Brontë took the older woman’s arm and steered her to a chair with a fierce whisper Tris couldn’t make out. Wondering what she’d been about to say, he made a mental note to ask Violet about it later.
“You ate, didn’t you?” She directed this at Violet. “I’m sorry I didn’t make it home in time for dinner.”
Because Tris had demanded an extensive tour of the city and had a question for each thing he saw. He hadn’t meant to keep her from her grandmother.
“Don’t worry about me. I’m glad you were out having a good time.” Violet dismissed the apology with a flick of her wrist. “I heated up some leftovers. I’m fine.”
“Good. Can I get anyone a drink?” Brontë asked. “Wine, Granny? Tris?”
“I’ll have some wine, if there’s any left after last night,” the old woman said with a hint of reproach in her tone that left Tris to wonder at her meaning. She turned to him. “I have a wonderful Dalmore Port Cask I’ve been looking for a reason to open.”

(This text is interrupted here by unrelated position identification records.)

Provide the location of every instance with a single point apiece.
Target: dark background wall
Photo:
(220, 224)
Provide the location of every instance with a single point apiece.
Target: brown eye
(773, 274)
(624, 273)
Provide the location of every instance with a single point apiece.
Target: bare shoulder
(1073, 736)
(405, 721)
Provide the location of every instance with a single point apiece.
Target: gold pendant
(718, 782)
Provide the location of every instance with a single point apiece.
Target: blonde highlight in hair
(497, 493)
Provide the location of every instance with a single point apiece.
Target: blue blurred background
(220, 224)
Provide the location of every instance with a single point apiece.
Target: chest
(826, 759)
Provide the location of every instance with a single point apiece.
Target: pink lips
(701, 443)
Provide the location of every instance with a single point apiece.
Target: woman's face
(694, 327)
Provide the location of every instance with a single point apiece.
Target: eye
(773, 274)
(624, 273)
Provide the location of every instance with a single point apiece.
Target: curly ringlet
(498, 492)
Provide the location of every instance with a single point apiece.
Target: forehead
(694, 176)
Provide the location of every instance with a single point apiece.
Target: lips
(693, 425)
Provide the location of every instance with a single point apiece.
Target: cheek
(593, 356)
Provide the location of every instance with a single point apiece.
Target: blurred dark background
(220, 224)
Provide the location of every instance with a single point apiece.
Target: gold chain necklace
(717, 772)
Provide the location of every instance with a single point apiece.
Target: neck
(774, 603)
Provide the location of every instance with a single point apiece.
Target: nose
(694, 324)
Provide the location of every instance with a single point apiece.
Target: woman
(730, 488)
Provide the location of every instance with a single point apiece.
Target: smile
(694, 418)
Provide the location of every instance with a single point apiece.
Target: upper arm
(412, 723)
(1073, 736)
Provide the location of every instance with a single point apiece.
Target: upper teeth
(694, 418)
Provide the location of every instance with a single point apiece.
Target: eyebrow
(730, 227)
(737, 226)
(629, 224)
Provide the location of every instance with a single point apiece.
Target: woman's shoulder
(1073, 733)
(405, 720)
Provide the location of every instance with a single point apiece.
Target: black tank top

Appreciative for the mention of something familiar after a day filled with the foreign and exotic, Tris accepted with enthusiasm. Brontë disappeared into another room, leaving them alone. When Violet braced her arms on the chair to rise, he insisted she sit and tell him where it was. Brontë had mentioned something earlier about servants being a rarity in her world, it now struck him that they had no one to see to their needs. The descendants of an earl. How odd. Granted, while not overly large, their house was fine with excellent architectural detail and the neighborhood well-kept and affluent enough. Nevertheless, it seemed strange to find Henry’s kin living alone like this.
Another thing to ask about.
He went to a large cabinet situated along one wall of the room and withdrew the bottle she mentioned — there were others present — and one of the glasses on the shelf next to the collection.
“MacKintosh…MacKintosh,” she mused while he poured. “I have some distant cousins with that name. And Tris?” She repeated his name under her breath several times, tapping her lip. Brontë returned with two glasses of white wine and Violet turned to her. “Wasn’t there someone in the diary named Tris? It sounds awfully familiar.”
A small hitch in Brontë’s step was the only indication of her consternation. “Yes. Yes, there was.” She handed one of the glasses to her and took a seat on a nearby settee. Patting the spot next to her in invitation for Tris to join her there. How would she explain the commonality? “Tris MacKintosh was Henry’s dearest friend, don’t you remember?”
“That’s right.” The older woman’s eyes lit up and she looked at him again. “There was a friend of my grandmother’s mentioned in the diary often as well named Brontë. My daughter loved the uniqueness of it and named Brontë after her, did you know that? What a coincidence!”
“Isn’t it?” Brontë gnawed her lower lip in the way he’d come to recognize as a period of deep thought. Then she glanced at him with a devilish grin to grace her lips. “In fact, it’s not mere coincidence, Granny. This is actually Henry’s friend. I used my time machine to go to the past and met him there. I knew you’d love it if I brought him home to meet you.”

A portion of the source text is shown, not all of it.